Elinde orağı ile ekin biçen köylümüz, dört elle sarılıyor ekmeğe işe. Yaz gelince bizim köylerde, tarla, bağ, bahçe işleri başını alır gider. İyi hoş, ama yemek için kala kaldık ağzımızda dört dişe; biri çürük sızlar, biri düşmek üzere!
Belediyelerimizin çalışması, vekillerin bakışması, kamunun yakıştırmasıyla akıl sır ermiyor melun gidişe. Bunu söyleyince dostlarımız: Ne İsa’ya ne Musa’ya yarandık!
Soysuzlar, hırsızlar, vurguncular vura dursun, cahilleri başımıza getirdiler.
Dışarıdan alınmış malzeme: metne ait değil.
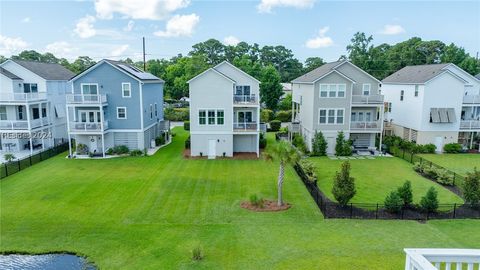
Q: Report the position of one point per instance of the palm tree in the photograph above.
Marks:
(286, 154)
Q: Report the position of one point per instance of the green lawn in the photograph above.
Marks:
(375, 178)
(149, 212)
(459, 163)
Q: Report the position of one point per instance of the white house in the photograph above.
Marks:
(338, 96)
(224, 112)
(32, 106)
(438, 103)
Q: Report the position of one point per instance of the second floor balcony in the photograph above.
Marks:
(367, 99)
(86, 99)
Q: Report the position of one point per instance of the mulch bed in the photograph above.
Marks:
(268, 206)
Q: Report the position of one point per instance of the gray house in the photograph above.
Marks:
(224, 112)
(338, 96)
(113, 103)
(32, 106)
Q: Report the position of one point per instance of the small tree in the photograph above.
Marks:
(344, 185)
(405, 193)
(319, 144)
(471, 187)
(286, 154)
(429, 202)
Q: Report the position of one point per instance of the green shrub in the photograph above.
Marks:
(452, 148)
(262, 141)
(429, 202)
(405, 193)
(309, 169)
(319, 144)
(393, 202)
(344, 185)
(275, 125)
(471, 187)
(284, 116)
(266, 115)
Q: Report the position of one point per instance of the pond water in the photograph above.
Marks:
(44, 262)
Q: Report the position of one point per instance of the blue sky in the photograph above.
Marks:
(114, 28)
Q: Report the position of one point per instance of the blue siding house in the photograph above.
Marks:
(113, 103)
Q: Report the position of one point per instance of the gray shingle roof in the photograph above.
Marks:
(8, 74)
(316, 73)
(48, 71)
(415, 74)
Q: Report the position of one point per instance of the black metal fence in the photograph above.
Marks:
(331, 209)
(12, 167)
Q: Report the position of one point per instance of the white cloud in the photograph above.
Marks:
(129, 26)
(84, 27)
(179, 25)
(11, 45)
(392, 29)
(119, 50)
(266, 6)
(138, 9)
(231, 40)
(320, 41)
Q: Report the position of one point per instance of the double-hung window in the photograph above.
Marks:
(202, 117)
(126, 90)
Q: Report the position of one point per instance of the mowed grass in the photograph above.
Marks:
(459, 163)
(150, 212)
(375, 178)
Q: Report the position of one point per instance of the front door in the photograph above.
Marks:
(212, 151)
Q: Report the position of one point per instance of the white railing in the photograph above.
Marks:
(86, 99)
(370, 99)
(433, 259)
(88, 127)
(470, 124)
(367, 125)
(22, 97)
(245, 126)
(471, 99)
(244, 99)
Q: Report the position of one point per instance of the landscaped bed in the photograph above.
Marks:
(151, 212)
(376, 178)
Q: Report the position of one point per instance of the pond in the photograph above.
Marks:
(45, 262)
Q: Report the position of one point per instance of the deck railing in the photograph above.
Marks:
(434, 259)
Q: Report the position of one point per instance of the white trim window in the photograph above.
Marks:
(331, 116)
(202, 117)
(121, 112)
(126, 90)
(332, 90)
(366, 89)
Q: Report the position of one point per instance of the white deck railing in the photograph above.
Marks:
(471, 99)
(470, 124)
(370, 99)
(244, 99)
(436, 259)
(88, 127)
(246, 126)
(22, 97)
(86, 99)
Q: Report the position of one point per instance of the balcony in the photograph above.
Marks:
(434, 259)
(22, 97)
(246, 126)
(470, 124)
(471, 99)
(86, 99)
(367, 100)
(365, 126)
(245, 100)
(83, 127)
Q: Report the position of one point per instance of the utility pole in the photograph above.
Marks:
(144, 63)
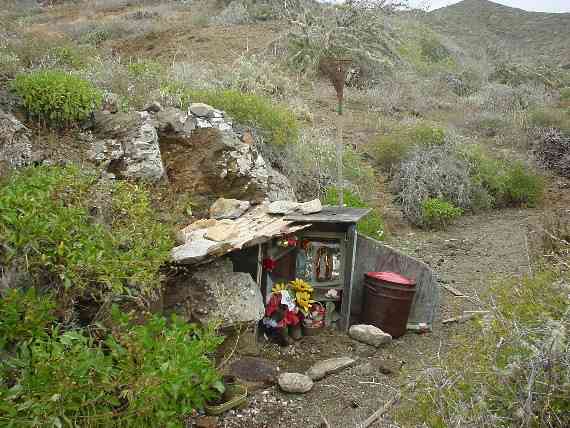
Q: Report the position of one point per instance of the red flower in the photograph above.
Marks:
(269, 264)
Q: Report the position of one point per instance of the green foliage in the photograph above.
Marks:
(548, 117)
(45, 221)
(278, 125)
(517, 74)
(24, 316)
(372, 225)
(145, 69)
(389, 150)
(439, 213)
(521, 352)
(56, 96)
(153, 374)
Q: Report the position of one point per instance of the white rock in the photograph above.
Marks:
(369, 334)
(295, 383)
(310, 207)
(228, 208)
(333, 365)
(201, 110)
(282, 207)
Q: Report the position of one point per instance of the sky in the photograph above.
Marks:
(532, 5)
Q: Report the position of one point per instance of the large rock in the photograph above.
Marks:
(369, 334)
(213, 162)
(310, 207)
(282, 207)
(15, 145)
(228, 208)
(224, 230)
(215, 293)
(127, 144)
(326, 367)
(279, 187)
(201, 110)
(296, 383)
(174, 121)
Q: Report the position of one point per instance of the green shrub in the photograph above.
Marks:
(372, 225)
(548, 117)
(495, 365)
(391, 149)
(439, 213)
(45, 221)
(155, 374)
(506, 183)
(24, 316)
(278, 125)
(521, 186)
(57, 97)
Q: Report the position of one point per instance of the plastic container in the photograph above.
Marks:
(387, 302)
(235, 396)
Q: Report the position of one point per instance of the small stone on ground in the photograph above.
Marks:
(327, 367)
(296, 383)
(369, 334)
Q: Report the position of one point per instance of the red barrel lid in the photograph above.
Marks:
(393, 277)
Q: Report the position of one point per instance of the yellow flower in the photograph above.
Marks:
(300, 285)
(277, 288)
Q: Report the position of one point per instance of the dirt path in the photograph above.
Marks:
(467, 256)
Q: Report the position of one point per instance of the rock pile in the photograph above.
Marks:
(198, 150)
(15, 145)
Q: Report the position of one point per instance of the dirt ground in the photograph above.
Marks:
(467, 256)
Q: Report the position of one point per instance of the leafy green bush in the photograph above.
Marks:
(24, 316)
(391, 149)
(153, 374)
(45, 220)
(277, 123)
(372, 225)
(505, 183)
(511, 369)
(57, 97)
(439, 213)
(521, 186)
(548, 117)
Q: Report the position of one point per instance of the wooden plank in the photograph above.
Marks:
(373, 256)
(350, 252)
(330, 215)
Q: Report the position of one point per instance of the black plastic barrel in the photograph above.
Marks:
(387, 302)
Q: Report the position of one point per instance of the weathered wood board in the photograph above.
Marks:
(373, 256)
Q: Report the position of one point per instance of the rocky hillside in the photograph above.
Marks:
(506, 32)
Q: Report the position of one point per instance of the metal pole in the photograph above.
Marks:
(339, 154)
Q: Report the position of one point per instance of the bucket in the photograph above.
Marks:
(388, 301)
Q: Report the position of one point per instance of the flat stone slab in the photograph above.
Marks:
(258, 370)
(295, 383)
(369, 334)
(326, 367)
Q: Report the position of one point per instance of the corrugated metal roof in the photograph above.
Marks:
(254, 227)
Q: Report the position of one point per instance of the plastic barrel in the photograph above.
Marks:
(387, 301)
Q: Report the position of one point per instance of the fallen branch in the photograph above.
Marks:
(453, 290)
(380, 412)
(467, 315)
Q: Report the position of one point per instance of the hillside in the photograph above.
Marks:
(139, 139)
(506, 32)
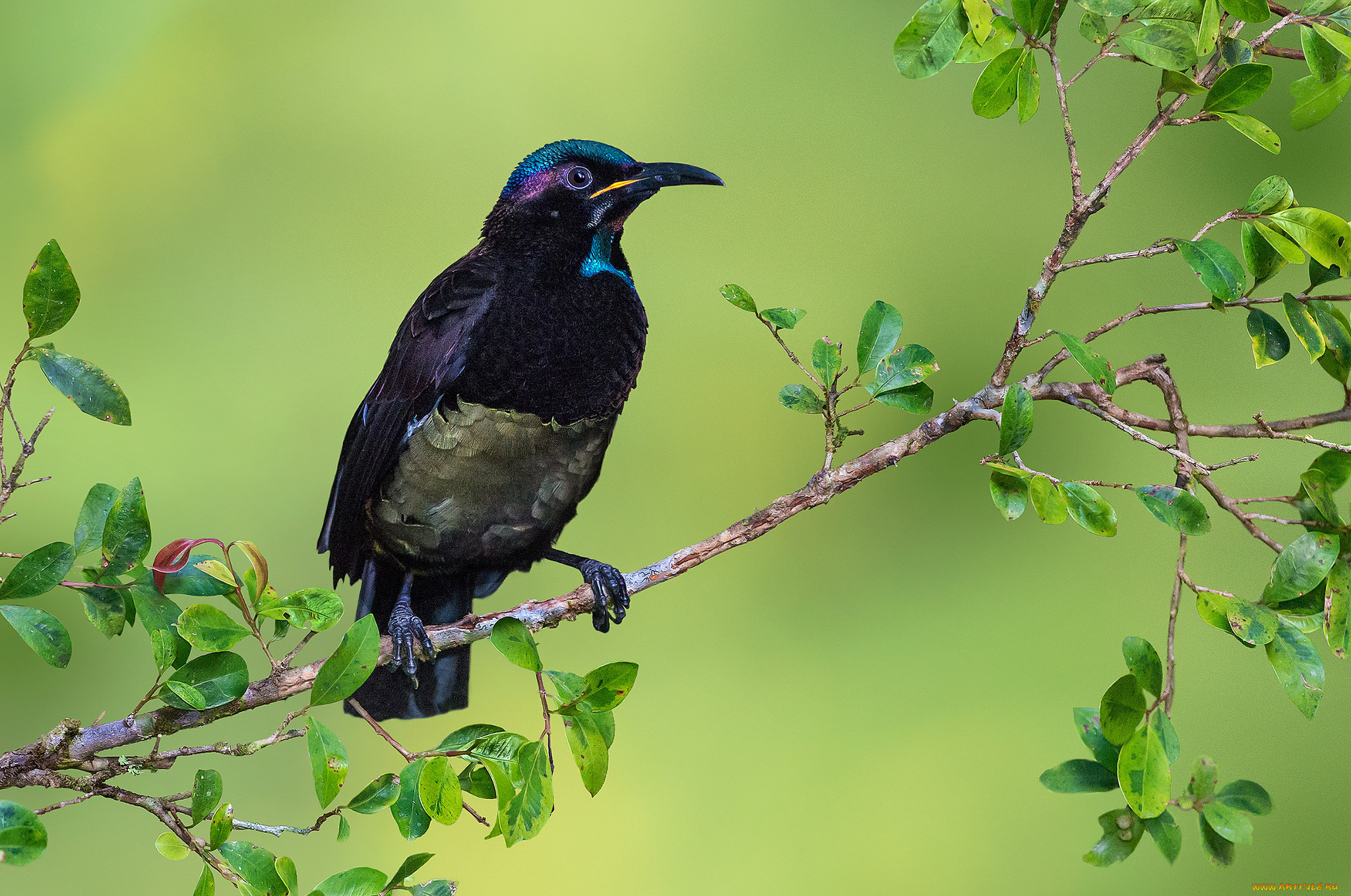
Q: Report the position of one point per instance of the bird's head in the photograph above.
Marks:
(581, 188)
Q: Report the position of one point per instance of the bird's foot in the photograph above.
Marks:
(611, 593)
(407, 632)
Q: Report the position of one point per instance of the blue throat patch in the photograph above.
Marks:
(557, 152)
(599, 258)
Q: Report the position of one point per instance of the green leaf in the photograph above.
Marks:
(1238, 88)
(784, 317)
(207, 789)
(1228, 822)
(23, 837)
(1079, 776)
(410, 866)
(1176, 508)
(126, 536)
(1305, 330)
(1271, 342)
(1249, 796)
(1305, 562)
(40, 571)
(530, 807)
(801, 398)
(1034, 15)
(916, 400)
(1143, 772)
(1121, 833)
(1288, 250)
(1272, 194)
(739, 297)
(1339, 608)
(287, 872)
(318, 609)
(92, 390)
(94, 514)
(1254, 130)
(1320, 234)
(1207, 34)
(826, 359)
(376, 795)
(1088, 509)
(1204, 776)
(171, 847)
(1093, 27)
(206, 884)
(607, 686)
(1165, 831)
(1220, 273)
(996, 90)
(327, 762)
(192, 697)
(438, 789)
(354, 881)
(1090, 732)
(256, 865)
(904, 367)
(1093, 365)
(1179, 82)
(514, 640)
(1164, 44)
(1315, 486)
(1121, 710)
(408, 813)
(1015, 419)
(222, 823)
(1049, 501)
(350, 664)
(1028, 87)
(210, 629)
(877, 335)
(1298, 669)
(1316, 100)
(1261, 256)
(160, 616)
(980, 16)
(1009, 494)
(50, 293)
(220, 678)
(40, 630)
(1254, 11)
(1336, 359)
(589, 749)
(1003, 33)
(1251, 622)
(931, 40)
(1143, 663)
(1219, 849)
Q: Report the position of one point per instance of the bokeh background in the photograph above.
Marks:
(251, 193)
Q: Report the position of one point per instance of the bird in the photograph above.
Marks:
(491, 416)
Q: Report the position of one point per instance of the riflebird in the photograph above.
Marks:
(492, 415)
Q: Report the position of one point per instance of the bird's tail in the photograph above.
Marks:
(443, 683)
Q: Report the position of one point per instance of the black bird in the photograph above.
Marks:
(492, 415)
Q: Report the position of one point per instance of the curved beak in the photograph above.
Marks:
(654, 176)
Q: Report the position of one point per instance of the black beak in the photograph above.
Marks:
(656, 176)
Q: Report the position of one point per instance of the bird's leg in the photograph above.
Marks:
(406, 629)
(607, 585)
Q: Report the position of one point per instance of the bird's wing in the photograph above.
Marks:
(425, 359)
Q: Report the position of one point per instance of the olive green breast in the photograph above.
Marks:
(477, 487)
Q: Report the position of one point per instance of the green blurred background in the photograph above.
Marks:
(251, 193)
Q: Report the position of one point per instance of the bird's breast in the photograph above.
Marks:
(483, 487)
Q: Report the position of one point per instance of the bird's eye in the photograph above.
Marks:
(579, 179)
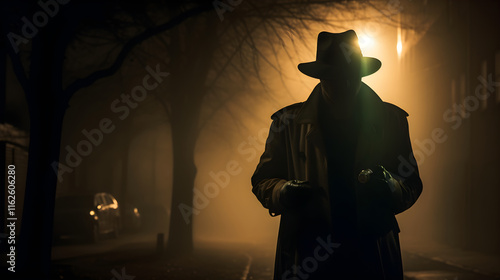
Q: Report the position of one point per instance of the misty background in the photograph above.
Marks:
(435, 55)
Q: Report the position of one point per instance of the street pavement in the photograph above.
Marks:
(134, 257)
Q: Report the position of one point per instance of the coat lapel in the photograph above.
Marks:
(370, 136)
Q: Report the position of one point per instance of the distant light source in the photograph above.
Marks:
(365, 41)
(399, 45)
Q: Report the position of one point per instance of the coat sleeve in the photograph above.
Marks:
(272, 171)
(406, 186)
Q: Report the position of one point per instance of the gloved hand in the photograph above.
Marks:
(378, 182)
(294, 194)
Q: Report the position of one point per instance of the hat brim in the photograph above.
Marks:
(321, 70)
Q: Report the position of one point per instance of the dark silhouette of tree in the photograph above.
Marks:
(201, 43)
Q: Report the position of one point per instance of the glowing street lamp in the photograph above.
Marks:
(365, 41)
(399, 45)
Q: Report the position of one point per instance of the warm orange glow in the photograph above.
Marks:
(365, 42)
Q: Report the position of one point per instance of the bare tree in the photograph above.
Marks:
(201, 42)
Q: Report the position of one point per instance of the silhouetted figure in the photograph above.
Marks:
(337, 168)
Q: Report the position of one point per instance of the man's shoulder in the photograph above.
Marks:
(395, 109)
(287, 111)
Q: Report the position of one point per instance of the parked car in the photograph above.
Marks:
(90, 216)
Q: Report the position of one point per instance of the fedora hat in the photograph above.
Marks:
(337, 53)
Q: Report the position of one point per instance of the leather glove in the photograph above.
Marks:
(380, 184)
(294, 194)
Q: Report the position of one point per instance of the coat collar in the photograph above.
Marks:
(370, 106)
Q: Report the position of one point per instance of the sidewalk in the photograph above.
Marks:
(480, 263)
(140, 261)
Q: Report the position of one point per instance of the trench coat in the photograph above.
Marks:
(295, 149)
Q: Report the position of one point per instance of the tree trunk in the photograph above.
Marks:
(46, 107)
(184, 133)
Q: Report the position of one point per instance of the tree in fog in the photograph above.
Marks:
(202, 44)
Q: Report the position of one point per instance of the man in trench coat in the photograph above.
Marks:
(338, 168)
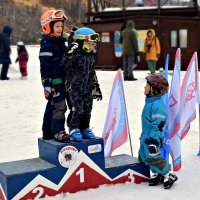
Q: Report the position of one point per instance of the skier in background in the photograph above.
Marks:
(22, 58)
(5, 51)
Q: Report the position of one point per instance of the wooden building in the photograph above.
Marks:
(176, 26)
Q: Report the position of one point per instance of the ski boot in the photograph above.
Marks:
(156, 179)
(87, 134)
(62, 136)
(47, 135)
(75, 134)
(169, 180)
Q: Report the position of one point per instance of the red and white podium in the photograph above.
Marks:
(67, 167)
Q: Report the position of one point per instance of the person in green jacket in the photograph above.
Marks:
(129, 43)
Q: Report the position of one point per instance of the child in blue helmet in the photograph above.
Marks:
(81, 82)
(154, 116)
(52, 48)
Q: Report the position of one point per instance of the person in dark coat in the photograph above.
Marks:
(52, 48)
(80, 80)
(22, 58)
(71, 36)
(129, 43)
(5, 51)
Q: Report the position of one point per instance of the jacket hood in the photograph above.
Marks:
(130, 24)
(153, 32)
(7, 30)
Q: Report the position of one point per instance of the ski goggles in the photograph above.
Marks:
(91, 38)
(89, 47)
(58, 14)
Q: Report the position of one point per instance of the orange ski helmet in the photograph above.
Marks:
(51, 16)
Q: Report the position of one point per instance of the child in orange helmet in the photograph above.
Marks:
(52, 48)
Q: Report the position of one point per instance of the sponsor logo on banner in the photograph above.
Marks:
(94, 148)
(67, 156)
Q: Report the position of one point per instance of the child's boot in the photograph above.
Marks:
(76, 134)
(62, 136)
(156, 179)
(87, 133)
(169, 180)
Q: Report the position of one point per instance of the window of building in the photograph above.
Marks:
(105, 37)
(178, 38)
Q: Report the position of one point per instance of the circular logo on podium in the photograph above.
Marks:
(67, 156)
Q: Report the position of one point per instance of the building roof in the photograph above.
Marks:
(106, 27)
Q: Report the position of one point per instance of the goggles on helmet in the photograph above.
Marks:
(58, 14)
(91, 38)
(90, 47)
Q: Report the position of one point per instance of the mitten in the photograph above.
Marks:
(47, 93)
(153, 149)
(153, 146)
(96, 92)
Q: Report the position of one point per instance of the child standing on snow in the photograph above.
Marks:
(23, 59)
(154, 116)
(52, 48)
(81, 82)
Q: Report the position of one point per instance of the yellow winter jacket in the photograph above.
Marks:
(152, 46)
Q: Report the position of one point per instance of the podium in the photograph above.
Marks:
(67, 167)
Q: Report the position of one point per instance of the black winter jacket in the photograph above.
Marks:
(79, 71)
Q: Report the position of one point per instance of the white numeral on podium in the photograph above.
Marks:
(81, 173)
(41, 191)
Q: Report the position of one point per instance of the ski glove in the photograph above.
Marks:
(96, 92)
(153, 146)
(47, 93)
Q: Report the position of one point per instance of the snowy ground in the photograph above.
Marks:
(22, 106)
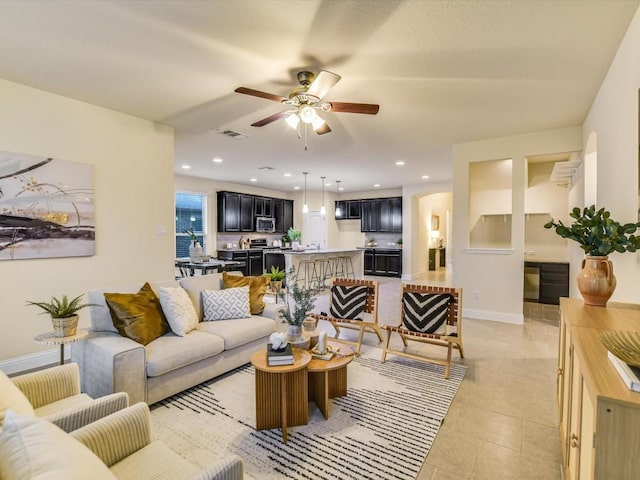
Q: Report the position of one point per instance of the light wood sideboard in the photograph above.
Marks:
(598, 416)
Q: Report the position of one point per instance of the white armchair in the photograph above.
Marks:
(123, 442)
(54, 394)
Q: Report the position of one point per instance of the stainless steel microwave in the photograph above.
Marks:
(265, 225)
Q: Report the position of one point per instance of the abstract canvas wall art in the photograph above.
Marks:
(46, 208)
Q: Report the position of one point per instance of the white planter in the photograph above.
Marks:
(195, 253)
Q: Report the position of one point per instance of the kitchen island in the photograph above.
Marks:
(292, 258)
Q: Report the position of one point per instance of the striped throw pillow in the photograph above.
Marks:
(348, 301)
(226, 304)
(425, 312)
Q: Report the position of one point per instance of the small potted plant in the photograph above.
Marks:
(276, 276)
(303, 302)
(598, 235)
(295, 236)
(63, 313)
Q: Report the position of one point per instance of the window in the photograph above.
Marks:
(190, 214)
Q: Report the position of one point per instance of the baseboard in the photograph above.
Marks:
(32, 361)
(516, 318)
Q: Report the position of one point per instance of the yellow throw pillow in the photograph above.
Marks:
(138, 316)
(257, 289)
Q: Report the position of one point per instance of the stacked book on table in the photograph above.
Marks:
(279, 357)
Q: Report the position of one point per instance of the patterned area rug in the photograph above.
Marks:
(383, 428)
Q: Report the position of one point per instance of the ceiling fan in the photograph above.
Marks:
(305, 101)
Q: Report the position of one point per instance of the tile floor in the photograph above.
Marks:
(502, 422)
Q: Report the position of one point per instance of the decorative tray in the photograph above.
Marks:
(623, 344)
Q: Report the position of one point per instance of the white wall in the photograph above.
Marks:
(133, 169)
(614, 118)
(497, 275)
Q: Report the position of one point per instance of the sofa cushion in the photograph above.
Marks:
(196, 284)
(156, 461)
(225, 304)
(257, 289)
(64, 404)
(34, 449)
(171, 352)
(179, 310)
(239, 331)
(99, 312)
(12, 398)
(138, 316)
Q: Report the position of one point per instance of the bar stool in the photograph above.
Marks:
(325, 270)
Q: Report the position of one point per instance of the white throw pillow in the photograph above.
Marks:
(178, 309)
(33, 449)
(226, 304)
(12, 398)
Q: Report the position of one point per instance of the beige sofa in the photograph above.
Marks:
(170, 364)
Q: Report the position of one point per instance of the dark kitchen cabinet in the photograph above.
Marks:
(383, 262)
(381, 215)
(369, 215)
(251, 259)
(264, 207)
(350, 209)
(235, 212)
(283, 214)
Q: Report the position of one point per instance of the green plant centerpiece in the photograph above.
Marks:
(63, 312)
(599, 236)
(298, 302)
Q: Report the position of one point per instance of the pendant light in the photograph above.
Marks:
(305, 207)
(323, 211)
(338, 209)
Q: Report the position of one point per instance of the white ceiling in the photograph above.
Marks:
(443, 72)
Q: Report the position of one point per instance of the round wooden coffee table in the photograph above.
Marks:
(281, 392)
(328, 378)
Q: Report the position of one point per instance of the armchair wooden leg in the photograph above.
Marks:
(385, 346)
(447, 367)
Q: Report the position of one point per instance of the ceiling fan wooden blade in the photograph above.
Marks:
(368, 108)
(271, 118)
(258, 93)
(323, 83)
(323, 129)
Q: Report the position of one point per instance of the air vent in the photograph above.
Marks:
(231, 134)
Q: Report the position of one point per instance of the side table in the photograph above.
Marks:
(49, 339)
(328, 378)
(281, 392)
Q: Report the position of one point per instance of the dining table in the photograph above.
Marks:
(188, 268)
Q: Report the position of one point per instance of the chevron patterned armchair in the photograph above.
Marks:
(353, 309)
(429, 315)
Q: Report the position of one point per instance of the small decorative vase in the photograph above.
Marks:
(309, 330)
(596, 281)
(195, 252)
(65, 327)
(296, 338)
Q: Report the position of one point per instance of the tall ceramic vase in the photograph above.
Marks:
(596, 281)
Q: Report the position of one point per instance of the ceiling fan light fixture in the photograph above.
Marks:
(318, 122)
(308, 114)
(293, 120)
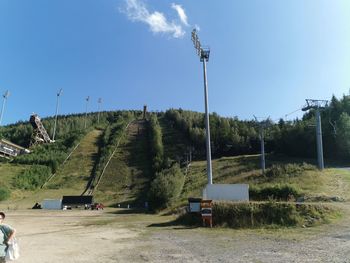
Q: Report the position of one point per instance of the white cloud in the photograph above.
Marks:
(136, 10)
(181, 12)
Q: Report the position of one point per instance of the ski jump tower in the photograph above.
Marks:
(39, 133)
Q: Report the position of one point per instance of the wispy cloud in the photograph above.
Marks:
(181, 12)
(136, 10)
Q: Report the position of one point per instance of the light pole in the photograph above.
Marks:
(98, 113)
(203, 54)
(262, 143)
(5, 96)
(317, 105)
(57, 103)
(87, 102)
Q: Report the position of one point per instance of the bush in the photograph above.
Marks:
(277, 192)
(166, 187)
(32, 178)
(4, 193)
(290, 170)
(246, 215)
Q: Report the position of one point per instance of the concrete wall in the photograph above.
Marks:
(52, 204)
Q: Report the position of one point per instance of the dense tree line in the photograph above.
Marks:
(108, 142)
(70, 130)
(230, 136)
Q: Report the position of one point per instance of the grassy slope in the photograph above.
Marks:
(72, 177)
(175, 143)
(245, 169)
(126, 179)
(76, 172)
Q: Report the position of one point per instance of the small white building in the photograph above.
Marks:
(52, 204)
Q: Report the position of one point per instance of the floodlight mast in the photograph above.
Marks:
(98, 110)
(57, 103)
(317, 105)
(5, 96)
(203, 54)
(262, 143)
(87, 102)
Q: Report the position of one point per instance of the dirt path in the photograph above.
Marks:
(109, 236)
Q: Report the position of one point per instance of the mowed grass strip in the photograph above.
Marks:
(126, 179)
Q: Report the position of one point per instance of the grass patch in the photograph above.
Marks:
(269, 214)
(280, 192)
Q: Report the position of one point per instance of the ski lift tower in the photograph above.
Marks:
(5, 96)
(317, 105)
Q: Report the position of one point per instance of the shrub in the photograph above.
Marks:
(32, 178)
(166, 187)
(290, 170)
(4, 193)
(246, 215)
(279, 192)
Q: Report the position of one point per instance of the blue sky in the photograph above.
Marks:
(267, 57)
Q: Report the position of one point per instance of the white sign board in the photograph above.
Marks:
(227, 192)
(52, 204)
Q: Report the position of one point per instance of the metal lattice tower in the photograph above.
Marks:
(317, 105)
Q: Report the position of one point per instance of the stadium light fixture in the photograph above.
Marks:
(5, 96)
(87, 102)
(203, 53)
(59, 93)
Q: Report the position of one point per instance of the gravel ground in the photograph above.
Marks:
(94, 236)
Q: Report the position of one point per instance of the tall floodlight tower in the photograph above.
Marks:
(5, 96)
(59, 93)
(87, 102)
(203, 53)
(262, 126)
(317, 105)
(98, 110)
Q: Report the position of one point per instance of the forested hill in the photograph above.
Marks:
(229, 136)
(167, 141)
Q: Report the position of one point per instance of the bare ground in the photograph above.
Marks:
(113, 236)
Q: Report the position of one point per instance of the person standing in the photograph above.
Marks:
(6, 234)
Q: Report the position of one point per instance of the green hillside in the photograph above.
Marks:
(148, 160)
(126, 179)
Başa taç etsek de mahal virane, bunları gören göz var mı? Her yerde çalıyor devri terane. Maraşlıyız biz dostlar, amade olsak da dosta yarana. Yemin olsun ki, söylemem yine de bu hane virane. Ne İsa’ya ne Musa’ya yarandık!
Geçtiğimiz günlerde iki ayrı dostuma, "sizinkiler" diyerek beni dışlayıcı bir şekilde, kendi görüşlerinin dışında bir yerlere yerleştirmeleri üzerine durumumu anlatma ihtiyacı duyarak yazılar yazmıştım. Bunların sonucunda, herkes için ibret alınması gereken hususlar olduğunu düşündüğüm bir metin ortaya çıktı ve bunu sizinle de paylaşmak istiyorum:
Bir işi yapmak, bir işi eleştirmekten çok daha fazla dikkat çeker, bu kaçınılmazdır. İsa’yı Musa’yı düşünürsek bir yere varamayız.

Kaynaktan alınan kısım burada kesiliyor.